The sticking point seems to be recognition of Iran’s “right” to enrich uranium. This is a complicated legal issue that I won’t pretend to elucidate. Suffice it to say that I don’t know of any country that has given up enrichment technology once it has acquired it, even if it may have stopped enrichment or limited its extent. We may not worry anymore about Brazil or Japan acquiring nuclear weapons, but it is not because they have given up their enrichment technology.
Iran won’t either–that is quite clear. The P5+1 are trying to finesse this issue with the avowedly pragmatic swap agreement, which would remove stocks of enriched uranium from Iran and limit the extent of enrichment. But the Iranians are wanting an acknowledgment of their “right” to enrich even as they give up the enriched material. This doesn’t strike me as an insoluble problem–and it has appeared in the recent past that Hillary Clinton was flexible on the issue.

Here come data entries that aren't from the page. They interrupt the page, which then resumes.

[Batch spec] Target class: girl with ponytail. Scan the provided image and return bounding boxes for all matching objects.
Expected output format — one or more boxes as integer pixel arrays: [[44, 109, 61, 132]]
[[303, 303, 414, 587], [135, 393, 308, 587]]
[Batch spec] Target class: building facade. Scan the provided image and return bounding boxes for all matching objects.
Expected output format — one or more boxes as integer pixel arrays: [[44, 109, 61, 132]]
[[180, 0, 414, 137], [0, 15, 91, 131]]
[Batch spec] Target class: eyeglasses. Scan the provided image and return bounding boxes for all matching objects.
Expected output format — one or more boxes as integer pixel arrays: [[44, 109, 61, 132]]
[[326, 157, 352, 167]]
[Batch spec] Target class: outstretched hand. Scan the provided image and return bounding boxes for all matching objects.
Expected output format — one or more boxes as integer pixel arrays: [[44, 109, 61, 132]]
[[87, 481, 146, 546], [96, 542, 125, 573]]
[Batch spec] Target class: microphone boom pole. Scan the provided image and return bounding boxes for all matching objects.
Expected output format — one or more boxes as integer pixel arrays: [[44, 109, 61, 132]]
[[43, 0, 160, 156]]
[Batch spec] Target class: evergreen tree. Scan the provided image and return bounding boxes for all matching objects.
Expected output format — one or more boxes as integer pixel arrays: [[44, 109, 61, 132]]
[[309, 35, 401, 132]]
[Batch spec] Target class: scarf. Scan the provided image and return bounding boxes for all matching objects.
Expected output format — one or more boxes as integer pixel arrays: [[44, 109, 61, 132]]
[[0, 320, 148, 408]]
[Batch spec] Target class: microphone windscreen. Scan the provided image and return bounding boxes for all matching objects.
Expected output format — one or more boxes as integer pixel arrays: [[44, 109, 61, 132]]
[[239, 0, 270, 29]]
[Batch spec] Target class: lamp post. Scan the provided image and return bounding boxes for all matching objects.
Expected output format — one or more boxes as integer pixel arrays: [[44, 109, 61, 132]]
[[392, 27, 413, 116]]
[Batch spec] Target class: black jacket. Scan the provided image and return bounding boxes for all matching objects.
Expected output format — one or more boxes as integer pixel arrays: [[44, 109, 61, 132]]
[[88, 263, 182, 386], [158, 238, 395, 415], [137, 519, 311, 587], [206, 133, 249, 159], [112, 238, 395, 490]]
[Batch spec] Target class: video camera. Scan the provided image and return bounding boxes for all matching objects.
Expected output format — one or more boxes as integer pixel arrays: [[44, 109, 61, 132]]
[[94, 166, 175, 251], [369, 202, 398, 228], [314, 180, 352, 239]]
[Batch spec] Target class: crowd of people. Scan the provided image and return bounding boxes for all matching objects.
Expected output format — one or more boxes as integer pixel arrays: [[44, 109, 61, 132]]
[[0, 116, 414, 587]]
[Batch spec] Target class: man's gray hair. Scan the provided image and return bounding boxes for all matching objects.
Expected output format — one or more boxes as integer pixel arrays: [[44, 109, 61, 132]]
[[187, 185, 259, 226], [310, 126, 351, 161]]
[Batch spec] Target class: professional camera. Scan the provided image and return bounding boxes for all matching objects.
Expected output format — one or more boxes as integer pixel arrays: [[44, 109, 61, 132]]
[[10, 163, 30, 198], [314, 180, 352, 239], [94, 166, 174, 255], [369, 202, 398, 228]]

That said, the P5+1 will want to be certain that Iran has seriously abandoned its nuclear weapons program before agreeing, either explicitly or implicitly, to Iran’s continuing to enrich. That would require more intrusive inspections and a more serious statement by Tehran of its commitment. Other countries have moved in this direction–Argentina, Brazil, Libya and South Africa are not such bad analogues.
It is impossible to be hopeful that Tehran will go in their direction. Two factors weigh heavily in the direction of keeping the Iranian nuclear weapons option open: a fragmented but nationalist political leadership that makes it difficult for any one component to compromise without being sharply criticized by others; real regional incentives to gain the power and prestige that some think would accrue to Iran as a nuclear weapons state, or even as a potential nuclear weapon state.
Tehran also had reason to be belligerent and recalcitrant during this particular meeting. The murders of its nuclear scientists, the apparently successful Stuxnet attack on its centrifuges, and Israel’s apparent assessment that Iran would not be able to get nuclear weapons until 2015 have combined to lessen the likelihood of a military attack.
That said I doubt this is the end of the negotiations. Too much is at stake for Iran, Israel and the P5. Before reaching any solid conclusion, let’s wait for Acting Foreign Minister Salehi’s reaction to what the Iranian delegation brings back from Istanbul.